Es el año 231. Orígenes, perseguido en su patria, acaba de llegar a Palestina. Su escuela se ha desplazado de Alejandría a Cesarea; ya no es el Egipto, son las provincias del Asia las que se conmueven ante la voz del gran maestro alejandrino. Cristianos y paganos, judíos y herejes, pasan por su cátedra. Unos vienen de tierras lejanas, atraídos por el prestigio de su enseñanza; otros, de paso por Cesarea, no han podido resistir a la curiosidad de oírle una vez, y después se han quedado a su lado largos años.
Esto le ha sucedido al joven Tedoro. Un día llegó acompañando a una hermana suya, que venía a juntarse con su marido, abogado del gobernador de Palestina. Su intención era trasladarse luego a estudiar leyes en Berito, ciudad de Fenicia, que era la Bolonia de aquel tiempo en Oriente. Pero en Cesarea oyó hablar del catequista cristiano; fue a oírle, y salió entusiasmado. No cesaba de ponderar al sabio, y decía: «Este es el primero, el más hermoso día de mi vida; hoy ha salido el sol para mí.» Sin embargo, Teodoro no era cristiano. Nacido en Neocesarea, capital del Ponto, había sido educado en el paganismo por un padre aferrado a sus supersticiones. A los catorce años quedó huérfano, «y sin este suceso—dice él mismo—, no creo que hubiera llegado a conocer al Verbo verdadero y saludable». Terminados los estudios de la escuela primaria, empezó a aprender la retórica, el derecho y la lengua latina, «admirable, magnífica y muy a propósito para la majestad del Imperio», son sus palabras. Empujado por ansias de saber, por los sueños dorados de los triunfos forenses, y por el ímpetu de sus dieciocho años, iba ahora a completar su formación, cuando la magia de la elocuencia de Orígenes cambia la orientación de su vida.

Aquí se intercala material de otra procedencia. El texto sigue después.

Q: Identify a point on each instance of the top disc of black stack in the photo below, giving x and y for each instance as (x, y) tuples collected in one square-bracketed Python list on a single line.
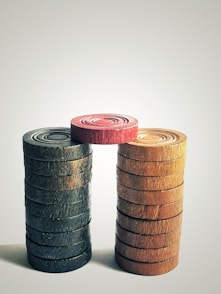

Como sólo tenía un conocimiento ligero del cristianismo, el hábil profesor empezó a descubrirle gradualmente la luz de la verdad. La filosofía, le dijo, tiene para nuestra vida una importancia superior a la jurisprudencia. El hombre, ante todo, debe cultivar la razón para aprender a conocerse a sí mismo, a distinguir los verdaderos bienes que debe buscar, y los verdaderos males que debe evitar; sin este estudio de la sabiduría, la vida carece de dirección y se disipa en las cosas exteriores sin decoro y sin nobleza. Esto es lo que le distingue de los animales, que caminan a ciegas, sin saber de dónde vienen, ni a dónde van. Estas reflexiones hicieron tal impresión en el joven, que varios años más tarde todavía las conservaba frescas en la memoria. «Fuí cogido—dice el joven estudiante—como un pájaro en la red del cazador. Ese hombre me fascinaba con el encanto de su palabra; tenía un acento tan dulce, tan persuasivo, que era imposible resistir. Su bondad, su ternura ingeniosa acababan de ganar las almas que su elocuencia había convencido.» El jurista se convirtió en teólogo; nuevos horizontes se abrieron para él; entregóse por completo a la enseñanza del maestro, y resuelto a tomarle como dechado en su conducta, decidióse a vivir intensamente la moral del Evangelio. Hasta quiso cambiar de nombre: pareciéndole el que antes tenía algo pretencioso—don de Dios—, llamóse en adelante Gregorio—el vigilante.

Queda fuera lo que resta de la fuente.